The third phase of Germany’s support, which began at the beginning of 2016, places a particular focus on boundary management and on promoting cooperation between various actors, especially at regional and national level. Thanks to the project, more than 2500 km of African boundaries have thus far been fully delimited and demarcated. Copies of all historical documents on African boundaries kept in German archives have been handed over to the AU.
Cross-border health centre, Mali/Burkina Faso
Moreover, a cross-border health centre – the first of its kind in Africa – was opened back in 2012. The health centre is jointly operated and used by two villages in Mali and Burkina Faso. It has improved medical care for the local people and, in addition, plays a part in advancing day-to-day regional reconciliation in an area where peace has not always reigned. Whether patients are from Burkina Faso or Mali makes no difference here. Everyone receives the same care.

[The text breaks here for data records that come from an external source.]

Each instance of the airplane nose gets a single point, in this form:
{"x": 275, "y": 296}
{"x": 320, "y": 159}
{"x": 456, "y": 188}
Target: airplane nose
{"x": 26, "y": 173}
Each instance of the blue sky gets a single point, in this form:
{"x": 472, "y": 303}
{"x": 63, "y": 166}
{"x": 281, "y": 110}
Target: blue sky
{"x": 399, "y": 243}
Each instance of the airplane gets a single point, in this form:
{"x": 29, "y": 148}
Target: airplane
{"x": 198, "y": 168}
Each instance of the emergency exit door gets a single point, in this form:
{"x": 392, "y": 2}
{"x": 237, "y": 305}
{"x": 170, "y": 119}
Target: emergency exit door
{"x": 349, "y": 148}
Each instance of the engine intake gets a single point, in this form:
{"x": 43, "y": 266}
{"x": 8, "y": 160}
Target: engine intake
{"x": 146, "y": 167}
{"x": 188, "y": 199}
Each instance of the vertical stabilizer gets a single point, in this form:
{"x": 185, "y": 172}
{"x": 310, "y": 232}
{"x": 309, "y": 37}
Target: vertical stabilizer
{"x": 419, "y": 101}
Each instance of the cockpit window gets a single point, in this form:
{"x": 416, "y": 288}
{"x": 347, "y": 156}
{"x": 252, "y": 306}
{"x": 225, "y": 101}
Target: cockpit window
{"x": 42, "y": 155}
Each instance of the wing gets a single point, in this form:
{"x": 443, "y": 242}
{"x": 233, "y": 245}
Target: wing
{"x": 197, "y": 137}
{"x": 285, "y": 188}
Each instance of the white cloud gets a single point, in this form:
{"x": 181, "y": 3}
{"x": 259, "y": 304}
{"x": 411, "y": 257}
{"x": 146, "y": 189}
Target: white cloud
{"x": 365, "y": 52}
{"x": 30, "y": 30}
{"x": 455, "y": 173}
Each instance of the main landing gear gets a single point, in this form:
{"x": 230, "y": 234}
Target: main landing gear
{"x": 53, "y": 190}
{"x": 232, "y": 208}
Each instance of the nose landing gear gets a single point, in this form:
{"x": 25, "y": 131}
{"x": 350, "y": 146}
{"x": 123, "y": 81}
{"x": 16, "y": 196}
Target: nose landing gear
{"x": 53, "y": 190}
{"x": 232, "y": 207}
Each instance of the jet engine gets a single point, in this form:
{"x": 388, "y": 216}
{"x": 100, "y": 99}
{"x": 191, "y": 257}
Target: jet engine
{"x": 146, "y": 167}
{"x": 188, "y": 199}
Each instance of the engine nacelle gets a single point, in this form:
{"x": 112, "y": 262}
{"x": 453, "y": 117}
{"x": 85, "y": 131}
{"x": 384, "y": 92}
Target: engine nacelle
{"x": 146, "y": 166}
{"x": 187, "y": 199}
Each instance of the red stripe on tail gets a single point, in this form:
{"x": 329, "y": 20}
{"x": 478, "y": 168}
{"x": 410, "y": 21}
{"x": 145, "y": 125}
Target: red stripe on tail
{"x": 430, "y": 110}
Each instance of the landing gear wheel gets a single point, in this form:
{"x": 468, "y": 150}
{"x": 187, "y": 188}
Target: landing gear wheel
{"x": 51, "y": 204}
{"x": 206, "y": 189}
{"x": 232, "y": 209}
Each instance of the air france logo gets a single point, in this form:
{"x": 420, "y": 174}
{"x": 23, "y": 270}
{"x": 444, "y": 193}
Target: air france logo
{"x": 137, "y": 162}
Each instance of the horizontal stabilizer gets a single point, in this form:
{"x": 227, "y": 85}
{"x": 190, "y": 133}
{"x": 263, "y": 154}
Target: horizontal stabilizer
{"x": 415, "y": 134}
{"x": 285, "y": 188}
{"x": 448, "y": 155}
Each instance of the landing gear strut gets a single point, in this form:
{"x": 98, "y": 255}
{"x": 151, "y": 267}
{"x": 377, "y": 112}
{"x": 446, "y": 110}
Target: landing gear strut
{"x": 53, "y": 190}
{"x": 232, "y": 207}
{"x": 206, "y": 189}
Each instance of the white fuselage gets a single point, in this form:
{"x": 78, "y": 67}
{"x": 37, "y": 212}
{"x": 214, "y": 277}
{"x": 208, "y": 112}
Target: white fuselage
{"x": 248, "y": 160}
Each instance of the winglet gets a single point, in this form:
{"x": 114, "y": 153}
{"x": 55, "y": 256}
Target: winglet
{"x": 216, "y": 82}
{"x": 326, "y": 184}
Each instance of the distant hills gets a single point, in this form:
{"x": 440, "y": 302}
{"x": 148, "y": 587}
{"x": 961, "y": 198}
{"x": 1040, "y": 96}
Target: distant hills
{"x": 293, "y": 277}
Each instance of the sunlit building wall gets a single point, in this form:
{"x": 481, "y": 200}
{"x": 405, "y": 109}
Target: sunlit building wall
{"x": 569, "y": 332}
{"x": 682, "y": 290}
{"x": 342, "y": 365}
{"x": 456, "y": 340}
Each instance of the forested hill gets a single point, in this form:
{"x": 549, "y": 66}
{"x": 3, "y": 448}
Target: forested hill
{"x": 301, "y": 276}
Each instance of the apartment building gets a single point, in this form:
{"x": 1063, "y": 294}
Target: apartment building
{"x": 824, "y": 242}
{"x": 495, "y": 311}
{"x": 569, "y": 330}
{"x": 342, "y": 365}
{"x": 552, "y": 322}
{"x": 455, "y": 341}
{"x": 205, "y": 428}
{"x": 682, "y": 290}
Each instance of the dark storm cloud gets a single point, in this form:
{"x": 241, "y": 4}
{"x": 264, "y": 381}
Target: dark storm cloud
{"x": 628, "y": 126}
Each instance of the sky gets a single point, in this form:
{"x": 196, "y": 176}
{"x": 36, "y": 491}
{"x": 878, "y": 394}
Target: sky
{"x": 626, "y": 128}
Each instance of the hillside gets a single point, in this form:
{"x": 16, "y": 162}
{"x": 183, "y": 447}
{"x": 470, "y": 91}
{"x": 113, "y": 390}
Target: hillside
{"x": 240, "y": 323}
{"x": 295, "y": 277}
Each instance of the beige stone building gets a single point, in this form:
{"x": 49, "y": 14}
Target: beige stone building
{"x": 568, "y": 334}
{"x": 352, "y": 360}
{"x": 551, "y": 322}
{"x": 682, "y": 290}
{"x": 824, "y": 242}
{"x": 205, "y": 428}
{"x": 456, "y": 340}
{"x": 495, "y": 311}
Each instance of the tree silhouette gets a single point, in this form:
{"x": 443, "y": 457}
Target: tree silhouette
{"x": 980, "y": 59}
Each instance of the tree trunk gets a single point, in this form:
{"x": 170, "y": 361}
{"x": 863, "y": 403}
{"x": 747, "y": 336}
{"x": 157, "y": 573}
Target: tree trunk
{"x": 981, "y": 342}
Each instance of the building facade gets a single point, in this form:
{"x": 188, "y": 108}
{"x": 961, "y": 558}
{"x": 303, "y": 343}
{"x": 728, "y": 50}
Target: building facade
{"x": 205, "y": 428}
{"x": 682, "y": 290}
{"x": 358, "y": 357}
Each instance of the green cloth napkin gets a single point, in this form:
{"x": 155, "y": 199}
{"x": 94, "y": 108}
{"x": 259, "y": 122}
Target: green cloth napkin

As well as assistance with delimitation and demarcation, the states currently involved in the AUBP and the AU are also receiving help to develop structures to facilitate cross-border cooperation. To this end capacity is being expanded not only in the member states themselves, but also in their organisations, institutions and service providers. Border issues and border work should be able to be negotiated and conducted independently in consensus with neighbouring countries.
Eighteen African countries are currently taking an active part in the AUBP.